Bartąg to najbardziej liczna miejscowość pod Olsztynem. Liczba mieszkańców zbliża się już do 4 tys. osób.
W przypadku rosnącej liczby mieszkańców na pewno wyróżnia się gmina Stawiguda.
Zanotowała przyrost ludności o niemal 112 proc. i jako jedyna w Polsce przekroczyła próg 100 proc. Kolejne Kosakowo na Pomorzu to już niespełna 90-proc. przyrostu.
–Obecnie liczba mieszkańców wynosi łącznie 12 702 osób. To najnowsze dane na 19 października – mówi Michał Kontraktowicz, wójt gminy Stawiguda. – W 2011 roku było to 6 440 mieszkańców.

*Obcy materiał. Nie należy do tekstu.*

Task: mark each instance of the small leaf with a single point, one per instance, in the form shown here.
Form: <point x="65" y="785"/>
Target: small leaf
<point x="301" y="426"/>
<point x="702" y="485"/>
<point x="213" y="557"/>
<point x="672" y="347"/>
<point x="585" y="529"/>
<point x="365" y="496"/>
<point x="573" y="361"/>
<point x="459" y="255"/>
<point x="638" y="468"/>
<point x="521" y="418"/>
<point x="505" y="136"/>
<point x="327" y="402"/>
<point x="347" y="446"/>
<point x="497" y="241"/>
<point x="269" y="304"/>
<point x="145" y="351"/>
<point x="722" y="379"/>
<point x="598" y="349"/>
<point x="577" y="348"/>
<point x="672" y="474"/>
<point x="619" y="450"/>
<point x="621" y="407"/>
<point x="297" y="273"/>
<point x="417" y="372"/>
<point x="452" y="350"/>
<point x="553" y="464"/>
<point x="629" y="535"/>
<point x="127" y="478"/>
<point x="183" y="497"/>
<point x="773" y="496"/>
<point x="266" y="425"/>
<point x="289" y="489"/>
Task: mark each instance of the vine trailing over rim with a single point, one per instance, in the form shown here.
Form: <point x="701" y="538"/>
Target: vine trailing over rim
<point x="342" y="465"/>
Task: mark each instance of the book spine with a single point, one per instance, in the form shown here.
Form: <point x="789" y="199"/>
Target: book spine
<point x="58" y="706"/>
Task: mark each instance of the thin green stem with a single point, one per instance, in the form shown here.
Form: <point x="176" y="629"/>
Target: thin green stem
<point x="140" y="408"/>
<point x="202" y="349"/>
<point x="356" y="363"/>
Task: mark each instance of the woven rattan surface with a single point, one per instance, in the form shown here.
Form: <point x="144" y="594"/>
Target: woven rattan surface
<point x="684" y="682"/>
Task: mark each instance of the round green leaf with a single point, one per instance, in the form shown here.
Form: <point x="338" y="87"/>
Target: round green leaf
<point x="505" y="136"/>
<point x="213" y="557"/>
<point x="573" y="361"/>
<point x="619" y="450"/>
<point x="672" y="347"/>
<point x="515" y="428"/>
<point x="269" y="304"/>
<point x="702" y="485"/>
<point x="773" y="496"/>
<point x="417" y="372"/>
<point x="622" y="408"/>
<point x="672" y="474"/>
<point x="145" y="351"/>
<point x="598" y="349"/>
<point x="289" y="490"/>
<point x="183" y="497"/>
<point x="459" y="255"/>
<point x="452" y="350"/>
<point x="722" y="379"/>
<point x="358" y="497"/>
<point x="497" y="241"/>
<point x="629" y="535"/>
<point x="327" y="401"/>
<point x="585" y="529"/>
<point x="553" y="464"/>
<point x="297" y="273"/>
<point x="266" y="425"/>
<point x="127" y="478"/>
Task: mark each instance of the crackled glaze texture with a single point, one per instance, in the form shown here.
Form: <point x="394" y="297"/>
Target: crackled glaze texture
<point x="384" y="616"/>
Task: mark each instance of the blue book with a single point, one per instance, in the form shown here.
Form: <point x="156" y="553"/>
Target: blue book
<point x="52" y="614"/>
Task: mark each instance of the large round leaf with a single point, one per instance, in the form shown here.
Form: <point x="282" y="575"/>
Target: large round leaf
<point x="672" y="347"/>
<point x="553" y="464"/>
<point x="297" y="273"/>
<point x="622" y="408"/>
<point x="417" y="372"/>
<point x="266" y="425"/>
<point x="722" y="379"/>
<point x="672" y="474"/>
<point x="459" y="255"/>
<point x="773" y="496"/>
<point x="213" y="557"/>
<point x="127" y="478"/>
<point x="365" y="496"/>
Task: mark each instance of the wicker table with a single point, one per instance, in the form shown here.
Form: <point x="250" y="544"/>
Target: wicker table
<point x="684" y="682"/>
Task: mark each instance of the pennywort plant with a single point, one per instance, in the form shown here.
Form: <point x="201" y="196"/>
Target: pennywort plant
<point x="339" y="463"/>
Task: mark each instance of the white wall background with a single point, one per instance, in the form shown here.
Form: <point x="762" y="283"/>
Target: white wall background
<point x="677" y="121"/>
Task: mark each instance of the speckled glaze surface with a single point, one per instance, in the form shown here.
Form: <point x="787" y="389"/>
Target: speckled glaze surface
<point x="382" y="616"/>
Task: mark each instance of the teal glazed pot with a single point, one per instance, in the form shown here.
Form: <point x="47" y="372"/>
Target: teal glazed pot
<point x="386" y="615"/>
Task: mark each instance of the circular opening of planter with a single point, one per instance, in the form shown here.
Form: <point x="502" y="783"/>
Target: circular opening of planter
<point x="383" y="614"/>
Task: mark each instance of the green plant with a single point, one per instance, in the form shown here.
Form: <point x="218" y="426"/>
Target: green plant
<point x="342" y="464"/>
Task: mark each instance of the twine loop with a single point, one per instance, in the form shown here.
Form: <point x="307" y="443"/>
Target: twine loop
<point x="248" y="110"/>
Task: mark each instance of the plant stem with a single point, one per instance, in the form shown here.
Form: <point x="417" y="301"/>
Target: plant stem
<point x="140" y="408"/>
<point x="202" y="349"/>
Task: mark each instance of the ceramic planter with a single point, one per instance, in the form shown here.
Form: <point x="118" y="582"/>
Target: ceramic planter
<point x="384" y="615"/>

Przyrost dotyczy głównie obszarów ściśle sąsiadujących z Olsztynem: sołectw Bartąga i Jaroty. To tutaj wprowadzają się setki młodych ludzi rocznie.
Sam Bartąg nie ma jednak konkurencji. Obecnie w tej miejscowości mieszka 3 882 mieszkańców. Rok temu było o około 400 osób mniej.

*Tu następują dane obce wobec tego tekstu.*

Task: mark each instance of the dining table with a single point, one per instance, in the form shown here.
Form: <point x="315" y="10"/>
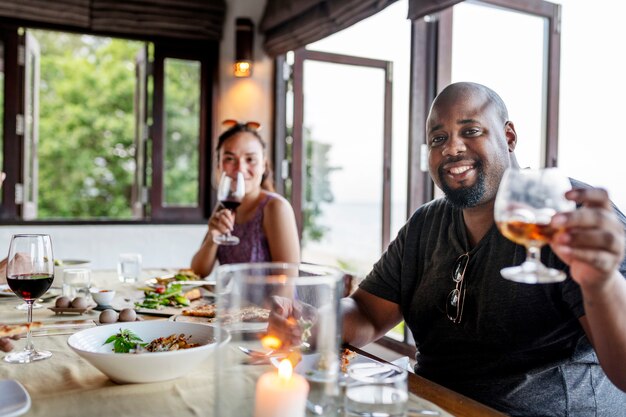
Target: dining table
<point x="67" y="385"/>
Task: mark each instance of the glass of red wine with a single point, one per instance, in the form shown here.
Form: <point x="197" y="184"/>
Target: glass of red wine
<point x="30" y="272"/>
<point x="230" y="192"/>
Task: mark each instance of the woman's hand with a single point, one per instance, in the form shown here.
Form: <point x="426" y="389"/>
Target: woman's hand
<point x="221" y="222"/>
<point x="5" y="343"/>
<point x="591" y="240"/>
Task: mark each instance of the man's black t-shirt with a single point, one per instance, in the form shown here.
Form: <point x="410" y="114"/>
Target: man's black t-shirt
<point x="519" y="347"/>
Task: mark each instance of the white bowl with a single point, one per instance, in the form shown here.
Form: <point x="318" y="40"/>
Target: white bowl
<point x="148" y="366"/>
<point x="66" y="264"/>
<point x="102" y="297"/>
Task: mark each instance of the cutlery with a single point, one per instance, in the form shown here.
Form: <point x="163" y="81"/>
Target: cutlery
<point x="255" y="353"/>
<point x="422" y="412"/>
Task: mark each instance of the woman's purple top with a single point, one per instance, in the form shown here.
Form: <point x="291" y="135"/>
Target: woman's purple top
<point x="253" y="246"/>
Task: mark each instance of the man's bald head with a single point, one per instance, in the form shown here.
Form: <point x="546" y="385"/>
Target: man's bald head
<point x="465" y="90"/>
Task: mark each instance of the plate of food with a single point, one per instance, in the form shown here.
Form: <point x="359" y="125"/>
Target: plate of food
<point x="165" y="301"/>
<point x="147" y="351"/>
<point x="246" y="319"/>
<point x="184" y="277"/>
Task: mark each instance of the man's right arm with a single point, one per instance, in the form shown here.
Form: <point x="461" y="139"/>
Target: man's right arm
<point x="367" y="318"/>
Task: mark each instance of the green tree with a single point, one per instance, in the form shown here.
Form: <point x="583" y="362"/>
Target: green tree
<point x="86" y="125"/>
<point x="317" y="187"/>
<point x="182" y="109"/>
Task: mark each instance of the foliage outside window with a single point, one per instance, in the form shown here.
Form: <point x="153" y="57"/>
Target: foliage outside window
<point x="86" y="126"/>
<point x="97" y="102"/>
<point x="182" y="121"/>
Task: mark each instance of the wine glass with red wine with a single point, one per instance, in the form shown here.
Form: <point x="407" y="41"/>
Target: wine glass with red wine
<point x="230" y="192"/>
<point x="30" y="272"/>
<point x="526" y="201"/>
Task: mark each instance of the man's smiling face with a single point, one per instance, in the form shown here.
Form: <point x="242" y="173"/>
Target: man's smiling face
<point x="468" y="150"/>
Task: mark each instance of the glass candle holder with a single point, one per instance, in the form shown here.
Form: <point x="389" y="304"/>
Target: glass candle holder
<point x="276" y="312"/>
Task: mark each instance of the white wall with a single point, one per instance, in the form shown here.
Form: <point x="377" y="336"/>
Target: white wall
<point x="168" y="246"/>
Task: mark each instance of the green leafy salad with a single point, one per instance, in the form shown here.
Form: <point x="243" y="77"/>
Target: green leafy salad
<point x="162" y="296"/>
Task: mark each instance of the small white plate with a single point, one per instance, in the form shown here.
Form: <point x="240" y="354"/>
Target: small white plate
<point x="14" y="399"/>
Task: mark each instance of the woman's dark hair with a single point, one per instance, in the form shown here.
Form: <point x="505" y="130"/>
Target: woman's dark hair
<point x="267" y="180"/>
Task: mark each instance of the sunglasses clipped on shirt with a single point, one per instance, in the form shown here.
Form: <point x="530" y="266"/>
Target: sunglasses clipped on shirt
<point x="255" y="126"/>
<point x="456" y="297"/>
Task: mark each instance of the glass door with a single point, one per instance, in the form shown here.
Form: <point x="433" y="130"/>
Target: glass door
<point x="342" y="142"/>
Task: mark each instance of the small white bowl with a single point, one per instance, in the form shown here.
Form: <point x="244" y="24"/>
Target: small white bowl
<point x="149" y="366"/>
<point x="102" y="297"/>
<point x="65" y="264"/>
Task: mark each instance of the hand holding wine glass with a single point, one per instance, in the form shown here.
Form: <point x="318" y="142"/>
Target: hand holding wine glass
<point x="230" y="193"/>
<point x="526" y="201"/>
<point x="30" y="272"/>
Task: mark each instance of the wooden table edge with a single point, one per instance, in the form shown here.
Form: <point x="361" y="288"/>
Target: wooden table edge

Na drugim miejscu znalazły się Jaroty – 2 667 osób. Rok temu było około 200 osób mniej. Trzecie miejsce przypadło siedzibie władz gminy, czyli Stawigudzie. Tam mieszka ponad 2 tys. osób.
Z drugiej strony najmniej liczną miejscowością jest Zielonowo. Wieś zamieszkuje zaledwie 33 osoby. O sześciu więcej mieszkańców mają Rybaki.
Drugą gminą z największą liczbą mieszkańców są Dywity. Biorąc pod uwagę zameldowania stałe i czasowe obecnie mieszka tam 12 581 osób.
Ciekawie wyglądają dane pod kątem struktury płci mieszkańców. Okazuje się, że na terenie gminy Dywity dominują kobiety. Mieszka ich łącznie 6449. Natomiast mężczyzn – 6132. Oznacza to, że kobiet jest o 317 więcej niż mężczyzn.